Mr. Winters took a long, deep breath and calmly said, “His first name is Simon.”

I immediately regretted my ill-advised question. All I could say was, “Oh.”

“Are there any other questions?” Mr. Winters asked before quickly opening the door and making his way out to the street to his large, tail-finned Dodge.

I loved my job. Every night after school a lady in a car pulled up to our house and gave me about 40 newspapers. I would fold them, put them in a bag my dad had given me, and off I would go.

I liked walking the streets and meeting the different people on the route, and getting to know all of them.

One aspect of my job I didn’t like was trying to collect money for the papers every Saturday morning. I was shocked, as any 10-year-old boy would be, that some of my customers wouldn’t pay their bills and even fabricated reasons why they could not.

“Could I pay you next week?” one man asked week after week. I asked my dad what I should do since the man’s failure to pay was affecting my paycheck.

“He must need the paper worse than you,” my dad said. I don’t think the man ever paid for one newspaper. Mr. Winters said I could ‘cut him off’ but I, as they say, gave him forbearance.

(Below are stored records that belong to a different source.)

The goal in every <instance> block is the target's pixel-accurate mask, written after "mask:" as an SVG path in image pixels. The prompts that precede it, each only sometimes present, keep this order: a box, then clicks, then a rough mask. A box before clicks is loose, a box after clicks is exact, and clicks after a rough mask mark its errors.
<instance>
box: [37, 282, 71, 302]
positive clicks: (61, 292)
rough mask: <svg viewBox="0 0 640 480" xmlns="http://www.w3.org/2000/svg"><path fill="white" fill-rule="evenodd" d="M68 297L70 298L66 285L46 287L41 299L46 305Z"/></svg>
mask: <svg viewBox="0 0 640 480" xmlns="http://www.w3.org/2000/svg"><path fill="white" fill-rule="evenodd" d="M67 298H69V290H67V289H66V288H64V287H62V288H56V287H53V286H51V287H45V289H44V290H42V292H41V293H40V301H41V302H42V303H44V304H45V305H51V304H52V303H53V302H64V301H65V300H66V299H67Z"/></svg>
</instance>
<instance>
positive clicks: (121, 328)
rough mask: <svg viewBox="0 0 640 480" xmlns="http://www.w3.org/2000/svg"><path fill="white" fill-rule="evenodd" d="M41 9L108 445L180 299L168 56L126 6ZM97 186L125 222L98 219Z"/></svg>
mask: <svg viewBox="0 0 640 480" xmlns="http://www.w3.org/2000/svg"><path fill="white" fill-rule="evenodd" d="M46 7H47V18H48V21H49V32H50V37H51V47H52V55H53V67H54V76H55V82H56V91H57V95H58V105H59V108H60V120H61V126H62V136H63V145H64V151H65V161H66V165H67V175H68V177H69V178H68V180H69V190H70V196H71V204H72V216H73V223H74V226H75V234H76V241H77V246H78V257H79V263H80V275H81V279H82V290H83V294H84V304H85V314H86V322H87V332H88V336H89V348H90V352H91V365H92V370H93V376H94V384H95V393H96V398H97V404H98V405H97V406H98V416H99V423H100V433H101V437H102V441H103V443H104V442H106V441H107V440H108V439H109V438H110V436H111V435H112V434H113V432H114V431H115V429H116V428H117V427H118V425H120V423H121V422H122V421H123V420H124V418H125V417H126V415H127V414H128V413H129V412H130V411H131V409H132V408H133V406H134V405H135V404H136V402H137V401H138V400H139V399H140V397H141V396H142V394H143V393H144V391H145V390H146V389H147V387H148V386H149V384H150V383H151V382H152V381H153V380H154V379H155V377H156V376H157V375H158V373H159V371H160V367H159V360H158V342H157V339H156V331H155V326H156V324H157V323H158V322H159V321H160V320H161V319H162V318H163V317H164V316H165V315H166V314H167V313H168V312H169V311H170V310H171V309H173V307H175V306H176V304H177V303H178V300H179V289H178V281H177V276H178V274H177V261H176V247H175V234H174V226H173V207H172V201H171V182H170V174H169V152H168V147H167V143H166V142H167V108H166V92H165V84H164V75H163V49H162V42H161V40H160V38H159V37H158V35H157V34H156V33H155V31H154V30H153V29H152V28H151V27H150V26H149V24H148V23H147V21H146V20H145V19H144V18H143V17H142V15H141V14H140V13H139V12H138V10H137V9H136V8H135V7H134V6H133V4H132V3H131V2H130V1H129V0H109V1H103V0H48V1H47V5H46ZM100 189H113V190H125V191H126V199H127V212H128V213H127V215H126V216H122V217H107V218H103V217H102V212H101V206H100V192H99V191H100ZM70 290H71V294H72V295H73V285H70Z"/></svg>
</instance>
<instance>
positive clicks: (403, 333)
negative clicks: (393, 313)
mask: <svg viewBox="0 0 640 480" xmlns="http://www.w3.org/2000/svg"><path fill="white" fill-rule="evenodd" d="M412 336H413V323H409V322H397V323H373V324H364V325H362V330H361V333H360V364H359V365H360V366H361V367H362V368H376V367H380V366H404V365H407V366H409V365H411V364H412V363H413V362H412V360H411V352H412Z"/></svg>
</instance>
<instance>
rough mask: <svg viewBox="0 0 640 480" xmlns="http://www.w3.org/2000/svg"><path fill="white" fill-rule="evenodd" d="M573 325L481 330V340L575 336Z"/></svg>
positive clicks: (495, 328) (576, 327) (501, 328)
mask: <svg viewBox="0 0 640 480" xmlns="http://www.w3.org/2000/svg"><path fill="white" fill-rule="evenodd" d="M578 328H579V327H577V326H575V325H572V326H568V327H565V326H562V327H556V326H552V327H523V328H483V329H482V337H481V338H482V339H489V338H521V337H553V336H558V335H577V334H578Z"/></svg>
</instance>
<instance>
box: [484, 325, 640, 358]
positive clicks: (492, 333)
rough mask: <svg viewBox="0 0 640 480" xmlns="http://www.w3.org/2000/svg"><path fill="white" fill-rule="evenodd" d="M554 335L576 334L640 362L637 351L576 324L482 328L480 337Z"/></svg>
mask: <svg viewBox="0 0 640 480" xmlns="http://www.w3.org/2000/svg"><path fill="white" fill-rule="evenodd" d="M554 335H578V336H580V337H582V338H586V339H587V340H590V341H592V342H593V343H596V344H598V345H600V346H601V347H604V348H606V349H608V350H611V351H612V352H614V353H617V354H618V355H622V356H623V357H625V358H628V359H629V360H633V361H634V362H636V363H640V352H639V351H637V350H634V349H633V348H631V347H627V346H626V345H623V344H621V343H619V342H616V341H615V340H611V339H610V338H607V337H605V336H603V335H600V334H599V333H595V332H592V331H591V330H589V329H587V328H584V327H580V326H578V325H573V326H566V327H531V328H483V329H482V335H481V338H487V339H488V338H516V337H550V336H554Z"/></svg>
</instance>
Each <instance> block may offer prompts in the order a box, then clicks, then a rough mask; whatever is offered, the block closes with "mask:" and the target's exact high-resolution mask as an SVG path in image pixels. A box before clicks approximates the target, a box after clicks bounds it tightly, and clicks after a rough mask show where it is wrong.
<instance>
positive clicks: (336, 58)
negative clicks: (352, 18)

This past week Brenda, grandson Jack, and I passed Memorial Hall on our way to a Dayton Dragons game. My mind wandered back to Jonathan Winters’ performance so many years ago.

“Where do you get your comic characters?” he was once asked by an interviewer.

“Folks like Maude Frickert and Elwood P. Suggins were inspired by the people I encountered growing up in Dayton,” he replied.

“There were a number of characters growing up that were like this,” Jonathan quipped. “People who were from Enon or Urbana. Not so much Springfield. But the minute you went to Wilmington …”

Pat Haley is a Clinton County commissioner and former Clinton County sheriff.